Google is favoring longer, more in depth, more interesting and more relevant content. Content farms aren’t as useful as they were two years ago. (Though they still have a place for a writer to take a starting draft from)
Link building in an automated and or systematic way has been crippled.
So is it any wonder that traditional SEO companies are very rarely able to get the job done? Their entire world has changed. Now to get rankings for their clients, they need writers, designers and the ability to make meaningful content.
This also opens up an opportunity for companies that have writers, designers and storytellers to gain ground on their competition by being better at creating and sharing intelligently meaningful content. (At Leading Results, we’re filling that particular gap for our clients)
The map for SEO success with Hummingbird isn't set yet - we have an agile process that we use to continually test what is and isn't working well. So if you are talking to someone who has an exact map for the new environment, be wary. I’ve talked to the best in the industry that, at best, have pieces of the new roadmap.
4) Modern Marketing is education,
“We love to buy, but we hate to be sold”
- Jeffery Gitomer (but I think he sold us on that it’s his original line)
Modern sales and marketing is an extension of education.
- Education of how a product and/or service really transforms a company.
- Education of what a company is really loosing by not employing you
- Education of how well integrated your company is with theirs on many levels
- Education of why they shouldn’t keep going without you.
- Education of how some of their core beliefs aren’t what they think they were, because you have expertise that they lack.
Some of the above comes from The Challenger Sale, and other aspects from core principles of Inbound/content marketing.
If we don’t educate someone on why they should spend a minute researching us, why would they?
If we can’t educate someone in that minute on why they should invest 10-15 minutes researching us, why would they?
And if in those 10-15 minutes, we can’t educate somebody on why they should invest the mental time and effort of entering into a sales process with us, why would we expect them to at all?
Effective sales has changed dramatically: Are you educating or ‘closing’ your customers?
My sales training was always about closing my prospects.
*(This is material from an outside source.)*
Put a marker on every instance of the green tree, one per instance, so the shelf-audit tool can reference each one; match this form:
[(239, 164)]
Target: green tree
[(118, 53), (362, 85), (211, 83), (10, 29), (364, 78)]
What I’m watching now is that we need to always be educating, and always be questioning. If that’s done right, the client closes themselves most often.
5) Conversions without conversations likely aren’t.
Conversions - when someone clicks and downloads a piece of information, watches a video or similar - are irrelevant unless you know the context in which they are seeking that information. Buyer Personas (Ideal Clients, etc) matter. A lot.
We want content, experiences, partnerships that are just for us. Without knowing what buyer persona is visiting your site, or talking with a salesperson, we are likely to flub the relationship. I’m becoming convinced that early segmentation is a key component in this process, and the sooner you are addressing exact concerns, the faster your sales process will go.
Traditionally, very little thought goes into channeling the overall marketing funnel into smaller, functional “straws” of buyer personas that may be related, but have very different needs, wants, desires, goals and priorities.
Humans also generally make decisions with between 3 and 5 key factors. So addressing every one of the key factors as a laundry list is nice, but irrelevant.
With a bit of research, you can be very accurate to the exact features and benefits that benefit your prospects the most. When we focus on those fewer benefits, we benefit from shorter, more meaningful sales cycles. You will too.